Ecosystem Network Analysis (ENA) is a useful technique to quantify the movement of energy and matter through ecosystems.  Ecosystem networks consist of compartments and weighted, directed edges that represent the storage and movement, respectively, of energy or matter. The magnitudes of these network components can be assigned using empirical measurements, literature values, or plausible estimation.  While the literature often reports these parameters as a single value, they must contain varying degrees of uncertainty that propagates through the analysis.  This ambiguity is problematic for statistical inference.  A recent comparative study of two networks in the Cape Fear River Estuary (CFRE), NC, applied linear inverse modeling combined with a Monte Carlo approach to address this challenge, but how this technique affects broader ENA results is unclear. Here, we used the enaR package for R to investigate how ten different degrees of uniform uncertainty affected ENA results in the CFRE networks.  We also assessed the sensitivity of ENA result variability to uncertainty in each edge using a sensitivity statistic.  We hypothesized that the 1) variability in ENA results would increase linearly with increasing uniform uncertainty, and 2) sensitivity of ENA results would be greatest to uncertainty in edges with greater flows.

Results/Conclusions

The results of this work supported the hypothesis that variability in ENA results would increase linearly with uniform uncertainty.  A linear regression revealed a strong positive relationship between uniform uncertainty and variability of three common network-level statistics: Total System Throughflow (TST), Finn’s Cycling Index (FCI), and the ratio of Indirect-to-Direct flows (I/D) for both of the CFRE models (r2>0.99, p<0.001 in all cases).  However, the sensitivity analysis conducted in this study did not support the second hypothesis that ENA results would most sensitive to uncertainty in edges with greater flows.  No relationship was observed between flow magnitude and sensitivity for TST, FCI, or I/D in either of the CFRE networks.  This finding suggests that uncertainty in some fluxes may be more critical for the precision of model results than uncertainty in others.

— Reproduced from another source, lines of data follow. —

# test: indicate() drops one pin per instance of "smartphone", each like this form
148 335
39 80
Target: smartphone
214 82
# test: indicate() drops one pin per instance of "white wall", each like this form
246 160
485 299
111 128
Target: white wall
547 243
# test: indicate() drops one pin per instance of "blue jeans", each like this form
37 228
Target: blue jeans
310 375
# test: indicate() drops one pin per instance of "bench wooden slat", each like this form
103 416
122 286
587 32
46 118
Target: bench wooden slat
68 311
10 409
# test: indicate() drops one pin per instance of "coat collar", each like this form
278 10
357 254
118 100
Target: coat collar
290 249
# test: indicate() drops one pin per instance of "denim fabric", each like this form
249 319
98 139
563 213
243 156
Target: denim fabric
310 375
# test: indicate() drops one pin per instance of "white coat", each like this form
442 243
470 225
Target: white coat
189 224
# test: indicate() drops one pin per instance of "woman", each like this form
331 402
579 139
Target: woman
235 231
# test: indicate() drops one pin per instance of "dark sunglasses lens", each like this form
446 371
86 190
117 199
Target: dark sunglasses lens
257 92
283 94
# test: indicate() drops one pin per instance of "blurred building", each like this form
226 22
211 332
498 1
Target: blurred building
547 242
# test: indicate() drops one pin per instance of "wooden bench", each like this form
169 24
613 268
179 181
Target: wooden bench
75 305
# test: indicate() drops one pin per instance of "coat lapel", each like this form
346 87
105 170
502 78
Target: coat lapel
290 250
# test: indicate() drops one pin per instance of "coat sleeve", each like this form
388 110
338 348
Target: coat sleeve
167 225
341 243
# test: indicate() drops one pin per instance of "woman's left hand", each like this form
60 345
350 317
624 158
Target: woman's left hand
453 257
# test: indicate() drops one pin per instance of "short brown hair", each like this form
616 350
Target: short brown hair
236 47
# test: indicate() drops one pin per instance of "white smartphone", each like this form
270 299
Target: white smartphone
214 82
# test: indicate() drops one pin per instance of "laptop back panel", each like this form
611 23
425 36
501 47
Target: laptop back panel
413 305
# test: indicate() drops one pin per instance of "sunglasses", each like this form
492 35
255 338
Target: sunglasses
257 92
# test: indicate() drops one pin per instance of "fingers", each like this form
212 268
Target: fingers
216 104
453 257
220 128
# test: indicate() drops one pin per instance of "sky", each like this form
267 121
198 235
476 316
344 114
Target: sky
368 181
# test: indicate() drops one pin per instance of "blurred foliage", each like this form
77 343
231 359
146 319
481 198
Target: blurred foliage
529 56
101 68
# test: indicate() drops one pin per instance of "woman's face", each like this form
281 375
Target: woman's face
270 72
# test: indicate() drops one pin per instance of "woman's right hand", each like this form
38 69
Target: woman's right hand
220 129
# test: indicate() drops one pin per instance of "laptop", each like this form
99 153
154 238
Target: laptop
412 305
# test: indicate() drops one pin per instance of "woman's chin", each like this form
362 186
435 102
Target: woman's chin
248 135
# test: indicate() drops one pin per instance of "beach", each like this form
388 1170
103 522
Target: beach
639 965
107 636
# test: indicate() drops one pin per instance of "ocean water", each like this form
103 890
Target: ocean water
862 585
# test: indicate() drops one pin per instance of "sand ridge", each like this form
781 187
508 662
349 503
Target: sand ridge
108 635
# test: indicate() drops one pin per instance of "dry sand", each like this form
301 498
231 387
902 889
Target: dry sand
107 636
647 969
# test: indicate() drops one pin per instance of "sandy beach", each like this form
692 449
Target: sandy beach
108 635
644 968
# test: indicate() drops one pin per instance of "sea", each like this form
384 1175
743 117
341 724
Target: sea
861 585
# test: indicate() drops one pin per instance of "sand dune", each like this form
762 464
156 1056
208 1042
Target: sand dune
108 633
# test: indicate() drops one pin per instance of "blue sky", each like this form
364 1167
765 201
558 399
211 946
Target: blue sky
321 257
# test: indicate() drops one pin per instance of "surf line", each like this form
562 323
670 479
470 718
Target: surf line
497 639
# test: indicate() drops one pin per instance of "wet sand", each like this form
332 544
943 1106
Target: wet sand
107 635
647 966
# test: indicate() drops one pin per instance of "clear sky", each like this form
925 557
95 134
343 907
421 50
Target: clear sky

The fact that uncertainty analysis from the original CFRE comparative study, which was not applied uniformly, does not fall on the line predicted by a uniform increases in uncertainty further suggests that model structure may play a key role in determining how influential each edge can be.  Future work will focus on identifying which factors make ENA results more sensitive to uncertainty in some edges than others.